Fondi: intimidazioni per costringerlo a spacciare per loro, due fratelli restano in cella

I fatti nell’ottobre scorso quando un 31enne venne inseguito e speronato mentre era in auto. In sede di denuncia il giovane aveva raccontato di altri episodi di minacce, intimidazione ed aggressione

(foto CasertaNews)

Inseguito e speronato per essere costretto a vendere droga per loro conto; vittima dell’azione di due fratelli di Sessa Aurunca, che sono arrivati anche ad esplodere dei colpi di pistola, un 31enne.

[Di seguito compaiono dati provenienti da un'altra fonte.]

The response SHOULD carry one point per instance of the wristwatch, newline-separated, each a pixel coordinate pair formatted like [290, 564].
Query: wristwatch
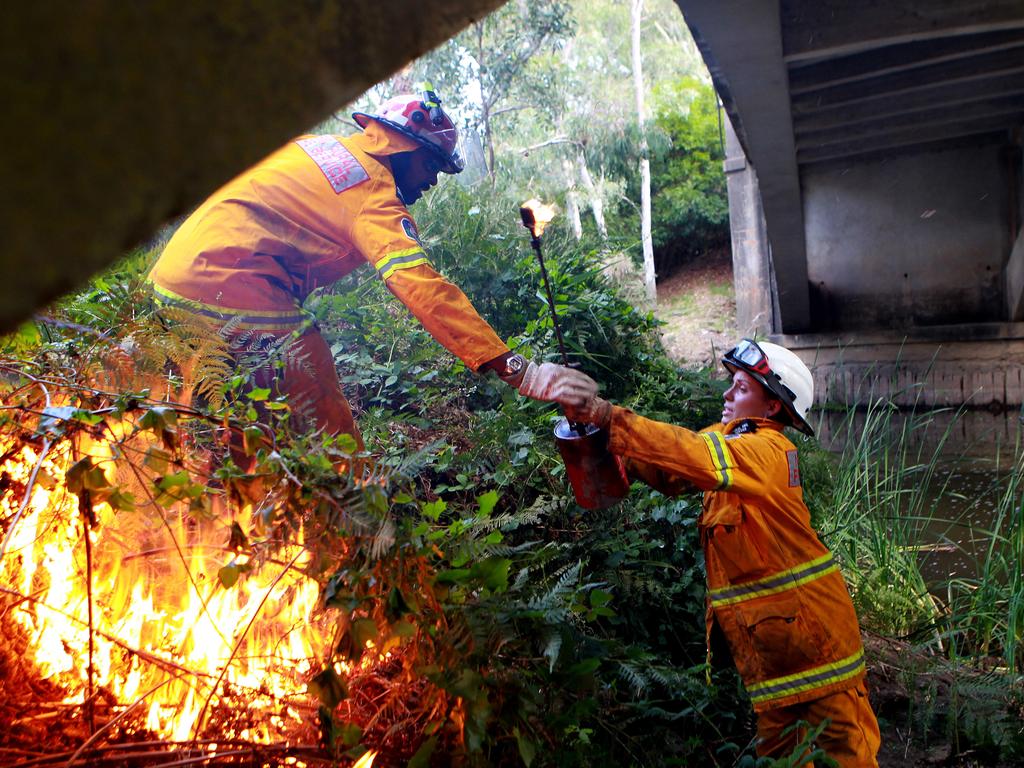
[514, 365]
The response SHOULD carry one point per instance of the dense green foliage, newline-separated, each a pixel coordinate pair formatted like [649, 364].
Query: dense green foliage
[689, 207]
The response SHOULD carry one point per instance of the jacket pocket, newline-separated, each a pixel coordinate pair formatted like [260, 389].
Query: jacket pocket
[780, 636]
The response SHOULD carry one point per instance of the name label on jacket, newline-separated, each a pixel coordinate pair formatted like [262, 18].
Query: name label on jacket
[791, 457]
[339, 165]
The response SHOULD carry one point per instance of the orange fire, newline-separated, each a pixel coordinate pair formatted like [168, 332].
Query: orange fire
[170, 642]
[537, 215]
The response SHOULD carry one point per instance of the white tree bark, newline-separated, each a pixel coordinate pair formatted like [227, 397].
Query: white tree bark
[645, 236]
[572, 200]
[594, 196]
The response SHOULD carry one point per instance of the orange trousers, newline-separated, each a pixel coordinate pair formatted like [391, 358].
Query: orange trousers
[310, 381]
[851, 738]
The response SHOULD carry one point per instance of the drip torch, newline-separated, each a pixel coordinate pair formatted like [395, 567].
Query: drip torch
[597, 476]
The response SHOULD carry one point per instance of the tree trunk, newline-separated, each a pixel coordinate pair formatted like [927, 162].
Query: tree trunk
[484, 102]
[645, 236]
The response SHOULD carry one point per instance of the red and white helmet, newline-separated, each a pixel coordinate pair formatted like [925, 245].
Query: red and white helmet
[421, 118]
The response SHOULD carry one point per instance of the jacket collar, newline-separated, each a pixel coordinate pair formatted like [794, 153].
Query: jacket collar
[751, 424]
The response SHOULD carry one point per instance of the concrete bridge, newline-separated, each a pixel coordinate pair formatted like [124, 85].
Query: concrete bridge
[873, 155]
[873, 166]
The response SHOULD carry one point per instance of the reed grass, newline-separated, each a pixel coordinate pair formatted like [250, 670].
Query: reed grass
[896, 473]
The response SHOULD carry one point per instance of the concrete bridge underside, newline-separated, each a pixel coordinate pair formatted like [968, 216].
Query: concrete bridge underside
[873, 164]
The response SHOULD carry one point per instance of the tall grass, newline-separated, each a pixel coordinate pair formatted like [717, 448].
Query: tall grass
[889, 491]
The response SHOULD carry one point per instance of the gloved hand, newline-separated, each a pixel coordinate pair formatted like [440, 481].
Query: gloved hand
[549, 382]
[595, 411]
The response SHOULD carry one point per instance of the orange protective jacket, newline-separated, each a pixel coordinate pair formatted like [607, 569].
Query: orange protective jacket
[773, 588]
[303, 217]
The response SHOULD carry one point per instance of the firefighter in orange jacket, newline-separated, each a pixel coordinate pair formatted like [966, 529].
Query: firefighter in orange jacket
[314, 211]
[774, 591]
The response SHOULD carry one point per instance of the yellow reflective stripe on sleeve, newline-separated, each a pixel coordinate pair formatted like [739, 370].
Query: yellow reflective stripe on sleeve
[721, 458]
[818, 677]
[400, 260]
[774, 584]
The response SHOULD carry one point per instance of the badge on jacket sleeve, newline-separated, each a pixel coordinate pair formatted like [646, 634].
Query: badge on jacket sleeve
[410, 228]
[791, 457]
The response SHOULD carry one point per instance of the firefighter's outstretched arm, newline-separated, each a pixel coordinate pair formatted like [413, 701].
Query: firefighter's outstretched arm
[448, 314]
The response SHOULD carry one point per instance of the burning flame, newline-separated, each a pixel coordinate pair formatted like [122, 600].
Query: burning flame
[169, 641]
[536, 215]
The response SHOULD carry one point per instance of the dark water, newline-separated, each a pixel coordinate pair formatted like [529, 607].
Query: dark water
[974, 452]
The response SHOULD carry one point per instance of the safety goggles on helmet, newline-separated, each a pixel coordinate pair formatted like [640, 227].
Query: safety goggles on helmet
[748, 355]
[421, 118]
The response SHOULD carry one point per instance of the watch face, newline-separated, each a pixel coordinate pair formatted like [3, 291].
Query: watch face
[514, 365]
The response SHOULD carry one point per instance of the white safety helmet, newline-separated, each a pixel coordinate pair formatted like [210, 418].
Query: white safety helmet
[781, 373]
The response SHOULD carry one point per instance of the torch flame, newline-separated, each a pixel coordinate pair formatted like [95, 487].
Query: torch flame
[536, 215]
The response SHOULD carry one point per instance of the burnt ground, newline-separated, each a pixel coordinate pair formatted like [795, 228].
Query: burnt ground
[698, 309]
[911, 691]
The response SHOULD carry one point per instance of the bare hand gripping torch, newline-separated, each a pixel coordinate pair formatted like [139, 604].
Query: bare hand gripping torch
[597, 476]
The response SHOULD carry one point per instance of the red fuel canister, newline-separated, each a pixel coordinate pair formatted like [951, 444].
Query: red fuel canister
[597, 475]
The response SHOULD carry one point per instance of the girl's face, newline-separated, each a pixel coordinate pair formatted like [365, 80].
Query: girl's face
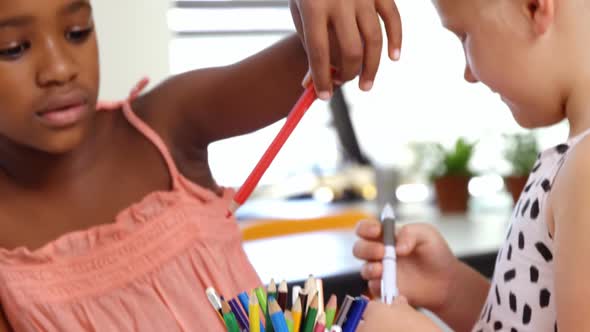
[503, 51]
[49, 73]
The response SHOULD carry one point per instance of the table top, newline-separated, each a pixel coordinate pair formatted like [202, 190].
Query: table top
[329, 253]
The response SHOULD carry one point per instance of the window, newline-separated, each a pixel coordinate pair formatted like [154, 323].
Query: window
[215, 33]
[423, 97]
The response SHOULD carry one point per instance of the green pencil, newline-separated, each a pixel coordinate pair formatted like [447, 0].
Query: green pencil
[289, 319]
[331, 311]
[261, 298]
[229, 318]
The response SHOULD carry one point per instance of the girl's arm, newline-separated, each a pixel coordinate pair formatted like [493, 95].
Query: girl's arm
[467, 297]
[4, 325]
[571, 213]
[202, 106]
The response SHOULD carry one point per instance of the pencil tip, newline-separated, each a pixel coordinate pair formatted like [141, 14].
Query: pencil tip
[387, 212]
[273, 306]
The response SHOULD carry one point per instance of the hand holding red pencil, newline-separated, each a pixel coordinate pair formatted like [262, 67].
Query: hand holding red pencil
[346, 35]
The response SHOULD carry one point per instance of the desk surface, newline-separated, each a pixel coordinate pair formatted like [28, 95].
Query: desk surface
[329, 253]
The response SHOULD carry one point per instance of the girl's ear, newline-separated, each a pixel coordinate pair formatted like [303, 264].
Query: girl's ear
[541, 14]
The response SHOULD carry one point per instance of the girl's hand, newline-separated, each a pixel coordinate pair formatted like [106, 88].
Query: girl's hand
[345, 35]
[426, 267]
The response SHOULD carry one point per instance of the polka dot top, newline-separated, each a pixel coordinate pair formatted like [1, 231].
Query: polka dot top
[521, 296]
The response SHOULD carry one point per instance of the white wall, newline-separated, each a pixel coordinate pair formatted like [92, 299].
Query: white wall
[133, 39]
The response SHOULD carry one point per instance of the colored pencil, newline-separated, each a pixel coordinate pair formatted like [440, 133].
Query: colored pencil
[245, 302]
[289, 320]
[261, 295]
[297, 112]
[320, 289]
[355, 314]
[254, 313]
[320, 326]
[311, 315]
[269, 325]
[295, 293]
[303, 297]
[230, 319]
[283, 295]
[296, 311]
[331, 311]
[272, 289]
[214, 300]
[271, 292]
[344, 309]
[276, 316]
[239, 313]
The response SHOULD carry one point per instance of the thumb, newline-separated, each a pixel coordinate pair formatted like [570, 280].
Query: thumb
[400, 299]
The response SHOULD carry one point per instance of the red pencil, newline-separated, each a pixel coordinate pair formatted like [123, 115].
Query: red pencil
[307, 98]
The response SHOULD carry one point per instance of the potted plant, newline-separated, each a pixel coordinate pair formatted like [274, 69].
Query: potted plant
[521, 153]
[449, 170]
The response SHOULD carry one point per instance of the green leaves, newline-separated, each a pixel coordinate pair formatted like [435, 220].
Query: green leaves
[437, 161]
[455, 161]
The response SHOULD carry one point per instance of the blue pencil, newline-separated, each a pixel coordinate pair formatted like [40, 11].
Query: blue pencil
[276, 316]
[245, 301]
[355, 314]
[241, 317]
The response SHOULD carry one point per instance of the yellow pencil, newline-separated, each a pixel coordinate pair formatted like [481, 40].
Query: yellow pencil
[296, 312]
[289, 320]
[254, 315]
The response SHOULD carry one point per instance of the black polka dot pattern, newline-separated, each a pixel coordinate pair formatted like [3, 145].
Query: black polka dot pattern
[520, 240]
[562, 148]
[526, 314]
[535, 210]
[525, 207]
[544, 251]
[522, 294]
[534, 274]
[497, 325]
[513, 304]
[509, 275]
[546, 185]
[544, 298]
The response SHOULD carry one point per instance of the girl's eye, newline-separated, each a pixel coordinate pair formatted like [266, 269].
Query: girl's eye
[79, 35]
[15, 52]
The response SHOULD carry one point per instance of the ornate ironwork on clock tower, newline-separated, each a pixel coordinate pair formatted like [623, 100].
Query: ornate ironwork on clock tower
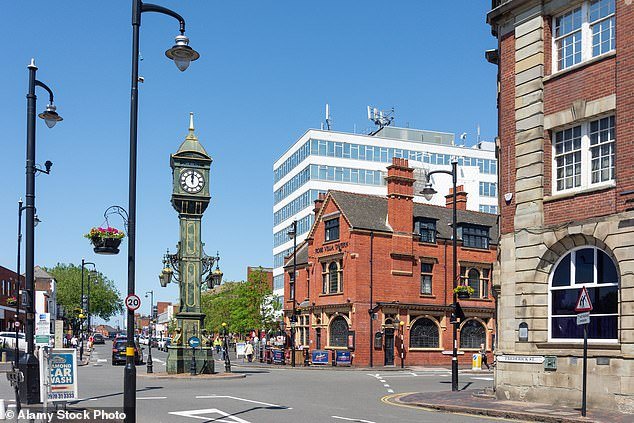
[190, 198]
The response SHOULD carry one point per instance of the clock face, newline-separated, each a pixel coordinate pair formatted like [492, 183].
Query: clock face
[192, 181]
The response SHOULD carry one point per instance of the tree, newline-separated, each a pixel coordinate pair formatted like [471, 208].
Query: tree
[105, 299]
[242, 305]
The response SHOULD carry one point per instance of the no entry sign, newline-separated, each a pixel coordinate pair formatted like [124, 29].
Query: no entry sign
[132, 302]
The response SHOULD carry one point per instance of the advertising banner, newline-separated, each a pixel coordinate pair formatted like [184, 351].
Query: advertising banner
[61, 376]
[320, 357]
[42, 328]
[343, 358]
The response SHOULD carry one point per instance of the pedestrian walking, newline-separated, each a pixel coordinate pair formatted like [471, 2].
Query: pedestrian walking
[483, 353]
[249, 352]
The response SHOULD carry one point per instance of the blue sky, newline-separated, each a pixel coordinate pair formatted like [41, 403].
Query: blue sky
[265, 73]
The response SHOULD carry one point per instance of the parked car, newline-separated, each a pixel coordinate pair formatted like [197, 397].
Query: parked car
[118, 352]
[163, 343]
[7, 340]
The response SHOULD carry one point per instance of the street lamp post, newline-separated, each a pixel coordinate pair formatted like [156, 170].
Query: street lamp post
[182, 55]
[149, 366]
[84, 306]
[428, 192]
[226, 342]
[292, 233]
[29, 365]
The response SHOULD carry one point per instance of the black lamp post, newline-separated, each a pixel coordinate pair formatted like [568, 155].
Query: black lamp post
[226, 342]
[29, 365]
[149, 366]
[182, 55]
[428, 193]
[83, 306]
[292, 233]
[18, 297]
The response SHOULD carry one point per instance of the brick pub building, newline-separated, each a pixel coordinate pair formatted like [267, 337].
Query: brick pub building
[566, 123]
[391, 259]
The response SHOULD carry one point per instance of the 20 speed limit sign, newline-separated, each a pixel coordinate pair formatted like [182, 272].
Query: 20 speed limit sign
[132, 302]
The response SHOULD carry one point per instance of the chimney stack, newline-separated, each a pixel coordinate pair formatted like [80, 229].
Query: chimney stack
[461, 198]
[400, 193]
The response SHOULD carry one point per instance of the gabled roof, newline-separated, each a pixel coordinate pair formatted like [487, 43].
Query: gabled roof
[369, 212]
[302, 256]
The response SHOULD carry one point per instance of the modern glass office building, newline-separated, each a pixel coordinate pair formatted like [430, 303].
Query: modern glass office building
[321, 160]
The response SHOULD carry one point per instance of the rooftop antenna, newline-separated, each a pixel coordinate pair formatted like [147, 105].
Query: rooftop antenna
[463, 139]
[380, 118]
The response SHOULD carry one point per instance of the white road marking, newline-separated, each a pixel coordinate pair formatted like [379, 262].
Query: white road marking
[241, 399]
[352, 419]
[196, 414]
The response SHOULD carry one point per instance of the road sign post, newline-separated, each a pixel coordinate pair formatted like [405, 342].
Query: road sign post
[583, 308]
[132, 302]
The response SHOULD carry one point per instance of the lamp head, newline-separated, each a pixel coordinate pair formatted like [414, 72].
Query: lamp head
[428, 192]
[50, 115]
[181, 53]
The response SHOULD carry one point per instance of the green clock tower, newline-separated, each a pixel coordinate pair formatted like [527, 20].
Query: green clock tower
[190, 198]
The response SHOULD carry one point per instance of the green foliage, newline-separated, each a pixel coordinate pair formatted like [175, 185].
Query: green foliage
[242, 305]
[105, 299]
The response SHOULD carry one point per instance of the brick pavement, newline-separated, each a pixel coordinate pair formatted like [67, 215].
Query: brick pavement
[478, 403]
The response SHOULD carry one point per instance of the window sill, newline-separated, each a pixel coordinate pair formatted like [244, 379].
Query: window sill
[592, 345]
[331, 294]
[475, 248]
[571, 194]
[578, 66]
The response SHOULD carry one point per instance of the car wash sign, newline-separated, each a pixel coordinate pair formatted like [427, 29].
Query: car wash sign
[62, 375]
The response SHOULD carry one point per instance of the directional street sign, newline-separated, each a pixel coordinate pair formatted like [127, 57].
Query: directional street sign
[583, 318]
[132, 302]
[583, 303]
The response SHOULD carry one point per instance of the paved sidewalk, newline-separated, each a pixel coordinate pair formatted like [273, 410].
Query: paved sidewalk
[478, 403]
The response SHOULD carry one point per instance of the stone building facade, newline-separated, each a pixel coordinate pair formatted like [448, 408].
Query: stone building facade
[566, 118]
[374, 277]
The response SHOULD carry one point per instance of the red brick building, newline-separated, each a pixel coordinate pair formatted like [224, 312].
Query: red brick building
[9, 290]
[566, 121]
[376, 268]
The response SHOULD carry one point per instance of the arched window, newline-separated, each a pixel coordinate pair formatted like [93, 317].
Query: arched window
[594, 269]
[332, 277]
[338, 332]
[472, 334]
[474, 282]
[423, 334]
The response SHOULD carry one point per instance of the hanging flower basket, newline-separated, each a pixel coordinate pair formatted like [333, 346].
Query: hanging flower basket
[463, 291]
[105, 240]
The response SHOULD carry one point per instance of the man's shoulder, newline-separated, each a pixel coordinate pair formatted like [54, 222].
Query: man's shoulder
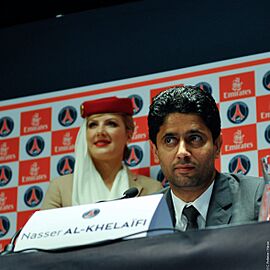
[240, 178]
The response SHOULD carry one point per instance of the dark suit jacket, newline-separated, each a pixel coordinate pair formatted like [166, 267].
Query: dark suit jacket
[235, 200]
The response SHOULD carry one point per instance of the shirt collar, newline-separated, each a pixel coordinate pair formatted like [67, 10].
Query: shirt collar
[201, 203]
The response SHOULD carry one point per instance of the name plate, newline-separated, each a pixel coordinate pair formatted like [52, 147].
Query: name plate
[93, 223]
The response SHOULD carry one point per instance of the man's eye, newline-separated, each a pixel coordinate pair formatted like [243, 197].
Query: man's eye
[92, 125]
[170, 140]
[112, 124]
[196, 139]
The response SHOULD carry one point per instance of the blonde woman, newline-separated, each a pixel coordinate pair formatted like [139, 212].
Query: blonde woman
[101, 144]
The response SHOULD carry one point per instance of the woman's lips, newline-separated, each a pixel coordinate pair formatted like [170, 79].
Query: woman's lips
[102, 143]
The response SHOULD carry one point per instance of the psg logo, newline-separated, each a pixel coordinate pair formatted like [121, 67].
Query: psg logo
[4, 226]
[6, 126]
[239, 164]
[66, 165]
[5, 175]
[33, 196]
[134, 156]
[237, 112]
[35, 146]
[90, 214]
[137, 103]
[267, 134]
[205, 86]
[266, 80]
[67, 116]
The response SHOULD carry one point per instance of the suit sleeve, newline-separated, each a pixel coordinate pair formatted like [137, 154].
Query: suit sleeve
[258, 198]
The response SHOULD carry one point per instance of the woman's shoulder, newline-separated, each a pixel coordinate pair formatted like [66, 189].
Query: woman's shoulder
[63, 179]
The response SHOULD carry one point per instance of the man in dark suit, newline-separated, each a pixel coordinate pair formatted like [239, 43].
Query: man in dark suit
[185, 131]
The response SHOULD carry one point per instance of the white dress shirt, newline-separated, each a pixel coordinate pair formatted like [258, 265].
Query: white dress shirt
[201, 204]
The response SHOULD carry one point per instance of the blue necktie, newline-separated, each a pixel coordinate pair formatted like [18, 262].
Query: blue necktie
[191, 214]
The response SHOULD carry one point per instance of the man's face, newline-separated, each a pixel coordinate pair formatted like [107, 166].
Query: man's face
[186, 152]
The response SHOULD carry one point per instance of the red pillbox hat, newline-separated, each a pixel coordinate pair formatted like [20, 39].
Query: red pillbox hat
[107, 105]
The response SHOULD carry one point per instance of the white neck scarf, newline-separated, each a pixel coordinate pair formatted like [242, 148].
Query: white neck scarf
[88, 185]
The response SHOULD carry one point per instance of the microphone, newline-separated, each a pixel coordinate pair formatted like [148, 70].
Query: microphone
[129, 193]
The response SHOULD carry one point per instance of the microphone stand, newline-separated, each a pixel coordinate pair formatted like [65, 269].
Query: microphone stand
[9, 248]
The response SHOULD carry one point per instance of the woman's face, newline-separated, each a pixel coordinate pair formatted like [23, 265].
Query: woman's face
[106, 136]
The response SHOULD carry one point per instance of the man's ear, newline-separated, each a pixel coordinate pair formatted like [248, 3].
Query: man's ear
[155, 152]
[218, 143]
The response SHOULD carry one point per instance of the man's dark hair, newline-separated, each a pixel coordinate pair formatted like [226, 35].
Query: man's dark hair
[183, 99]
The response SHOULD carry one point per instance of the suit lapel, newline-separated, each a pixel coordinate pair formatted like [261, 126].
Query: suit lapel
[168, 197]
[220, 207]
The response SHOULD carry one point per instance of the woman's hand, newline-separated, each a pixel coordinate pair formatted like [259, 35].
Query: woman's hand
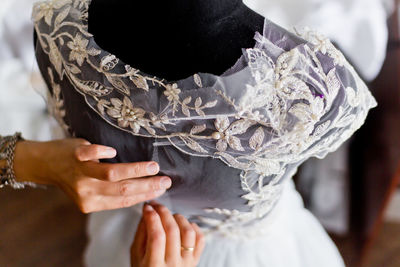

I fatti a Fondi nell’ottobre scorso; i due fratelli furono subito arrestati dalla polizia. 

Ora, la Quinta sezione penale della Corte di Cassazione, scrive oggi CasertaNews, ha confermato la custodia cautelare in carcere disposta dal Gip e vidimata dal Tribunale del Riesame. 

I fatti si sono verificati a Fondi ad ottobre quando i fratelli Valentino e Vincenzo Castaldo, di 22 e 28 anni, avrebbero inseguito e speronato un 31enne, che era in auto con un amico, ed avrebbero esploso anche colpi di arma da fuoco. 

Il giovane, in sede di denuncia, ha poi vuotato il sacco raccontando anche di altri episodi di minacce, intimidazione ed aggressione da parte dei due fratelli, per "costringerlo" asseritamente a spacciare stupefacenti per loro conto. 

Per i giudici della Suprema Corte sussite il pericolo di reiterazione delle condotte e pertanto i ricorsi presentati sono stati dichiarati inammissibili.